Não apenas o Vinte e Nove
de Maio e sua similitude com o inferno flutuam. Também o discurso do major
Marcelino, narrador-personagem, é calmaria, é temporal. Até o instante em que a
homoafetividade dele em relação ao grumetinho, que possuía “cabelos encoscorados
e cara oblonga de querubim”, não se mostra insistentemente sugerida, na parte
final da novela, o pragmatismo típico do discurso masculino mantém-se. A partir
do momento em que as emoções vêm à tona a objetividade do major bordeja à
esquerda e à direita. O afeto insinuado provoca uma estratégica alteração na
discursividade narrativa, com a presença abundante de vocábulos que denotam
carinho. Assim, o grumete é o “pródigo filho adotivo de minh’alma” que “me
proveu com a maior boa afeição, demonstrando-me por gestos e palavras, notável
consideração e apego”.
No século XIX ser
reconhecido como alguém que nutrisse sentimentos amorosos por outrem do mesmo
sexo equivalia a ser visto de esguelha pela sociedade, sujeitando-se a habitar
sua margem, pois se acreditava que o indivíduo fosse doente ou um pervertido moral.
Para um militar de formação religiosa, como o major Marcelino, a imagem social
estaria seriamente comprometida se houvesse exposição pública desse carinho. É
sintomático e alegórico, portanto, que a percepção da saudade motivada pela
ausência do grumete já embarcado no Boa Viagem ocorra pelos olhos de
Esmeraldina Especiosa, mulher e índia, portanto estigmatizada por um duplo
silêncio imposto pela sociedade. Tamanho mutismo, a sociologia nos diz, provoca
a elocução de proibidos modos de sentir o mundo. Ora, Esmeraldina conhece o vocabulário
do não-dito e do subtexto. Por isso, solidariamente (e os excluídos são
solidários entre si, por questão de sobrevivência), diz ao narrador-personagem:
“major, não arrepara no que vos digo e não leve a mal o meu dito.

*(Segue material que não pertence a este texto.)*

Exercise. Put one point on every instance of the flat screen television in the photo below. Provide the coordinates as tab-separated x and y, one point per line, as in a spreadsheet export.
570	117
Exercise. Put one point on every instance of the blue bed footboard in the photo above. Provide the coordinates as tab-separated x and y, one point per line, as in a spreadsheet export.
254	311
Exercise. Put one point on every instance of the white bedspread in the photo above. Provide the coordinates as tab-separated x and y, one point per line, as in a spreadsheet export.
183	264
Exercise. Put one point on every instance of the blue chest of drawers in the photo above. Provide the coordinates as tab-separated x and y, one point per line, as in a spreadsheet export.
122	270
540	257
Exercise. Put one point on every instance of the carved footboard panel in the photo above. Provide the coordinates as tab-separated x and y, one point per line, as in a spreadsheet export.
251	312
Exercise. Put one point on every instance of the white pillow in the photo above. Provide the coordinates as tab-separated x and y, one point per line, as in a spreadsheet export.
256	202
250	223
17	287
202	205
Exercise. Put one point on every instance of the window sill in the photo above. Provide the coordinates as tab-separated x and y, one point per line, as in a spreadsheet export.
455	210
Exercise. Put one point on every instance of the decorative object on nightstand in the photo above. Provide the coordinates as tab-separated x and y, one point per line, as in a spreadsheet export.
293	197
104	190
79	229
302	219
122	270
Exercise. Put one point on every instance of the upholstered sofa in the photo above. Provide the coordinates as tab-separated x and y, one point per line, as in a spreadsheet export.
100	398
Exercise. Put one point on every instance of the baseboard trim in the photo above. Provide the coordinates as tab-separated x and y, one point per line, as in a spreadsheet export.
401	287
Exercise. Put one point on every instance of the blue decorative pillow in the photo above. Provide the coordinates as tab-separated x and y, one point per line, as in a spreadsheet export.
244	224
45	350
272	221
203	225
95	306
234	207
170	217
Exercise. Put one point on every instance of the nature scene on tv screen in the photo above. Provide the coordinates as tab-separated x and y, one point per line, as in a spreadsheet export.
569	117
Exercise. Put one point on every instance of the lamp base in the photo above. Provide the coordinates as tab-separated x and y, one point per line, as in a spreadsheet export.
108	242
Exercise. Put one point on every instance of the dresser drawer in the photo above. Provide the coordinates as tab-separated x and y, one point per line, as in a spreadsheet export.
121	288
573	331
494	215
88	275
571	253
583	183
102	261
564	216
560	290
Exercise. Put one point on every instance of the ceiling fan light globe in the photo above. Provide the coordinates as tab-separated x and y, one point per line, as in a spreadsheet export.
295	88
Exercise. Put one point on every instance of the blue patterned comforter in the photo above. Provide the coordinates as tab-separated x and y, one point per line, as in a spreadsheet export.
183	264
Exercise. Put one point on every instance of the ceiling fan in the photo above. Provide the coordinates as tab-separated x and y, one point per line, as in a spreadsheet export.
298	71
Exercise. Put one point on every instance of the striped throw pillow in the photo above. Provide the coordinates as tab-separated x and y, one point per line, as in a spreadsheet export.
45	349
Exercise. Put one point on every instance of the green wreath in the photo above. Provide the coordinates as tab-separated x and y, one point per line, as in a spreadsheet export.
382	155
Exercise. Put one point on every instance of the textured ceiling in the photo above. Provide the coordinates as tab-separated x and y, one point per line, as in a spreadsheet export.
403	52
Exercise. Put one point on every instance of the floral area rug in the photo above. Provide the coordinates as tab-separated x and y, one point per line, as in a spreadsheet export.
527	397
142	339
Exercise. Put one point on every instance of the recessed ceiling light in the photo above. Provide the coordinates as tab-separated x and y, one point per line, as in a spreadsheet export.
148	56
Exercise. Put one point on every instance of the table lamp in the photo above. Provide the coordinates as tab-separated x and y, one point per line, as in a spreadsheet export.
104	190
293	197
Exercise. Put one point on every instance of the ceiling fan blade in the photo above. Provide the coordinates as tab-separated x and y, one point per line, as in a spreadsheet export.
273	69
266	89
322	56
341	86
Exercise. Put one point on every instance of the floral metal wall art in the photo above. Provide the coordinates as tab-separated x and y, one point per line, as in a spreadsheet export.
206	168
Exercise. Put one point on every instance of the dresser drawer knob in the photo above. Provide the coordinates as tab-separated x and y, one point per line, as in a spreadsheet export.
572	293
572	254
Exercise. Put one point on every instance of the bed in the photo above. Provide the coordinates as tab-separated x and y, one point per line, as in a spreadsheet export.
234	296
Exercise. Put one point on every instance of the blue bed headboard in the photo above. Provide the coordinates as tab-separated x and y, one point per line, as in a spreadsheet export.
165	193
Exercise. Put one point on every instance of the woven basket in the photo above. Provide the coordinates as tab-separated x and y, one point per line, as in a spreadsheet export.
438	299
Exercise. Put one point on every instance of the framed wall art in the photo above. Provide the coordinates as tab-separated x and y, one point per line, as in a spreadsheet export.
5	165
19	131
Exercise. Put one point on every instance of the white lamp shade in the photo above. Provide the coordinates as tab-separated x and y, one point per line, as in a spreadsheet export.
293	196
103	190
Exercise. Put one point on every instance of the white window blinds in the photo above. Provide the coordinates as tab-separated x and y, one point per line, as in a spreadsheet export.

Mas arreda pé
desse chão de areia e cuide da vida que Querubinho está de todo perdido”.
Estranheza e fascínio,
deslocamentos do espírito que a obra literária esteticamente relevante em geral
causa, nós os encontramos em A nau decapitada, nas antíteses discursivas e no
modo como a linguagem, enfunando suas velas, as torna harmônicas.
(Texto de Eduardo Selga publicado no Caderno
Pensar, do jornal A Gazeta, em dezembro de 2011, traçando algumas observações
sobre o livro "A Nau Decapitada", do Luiz Guilherme Santos Neves)
Eduargo Selga é
professor de Língua Portuguesa e mestrando em Literatura pela UFES.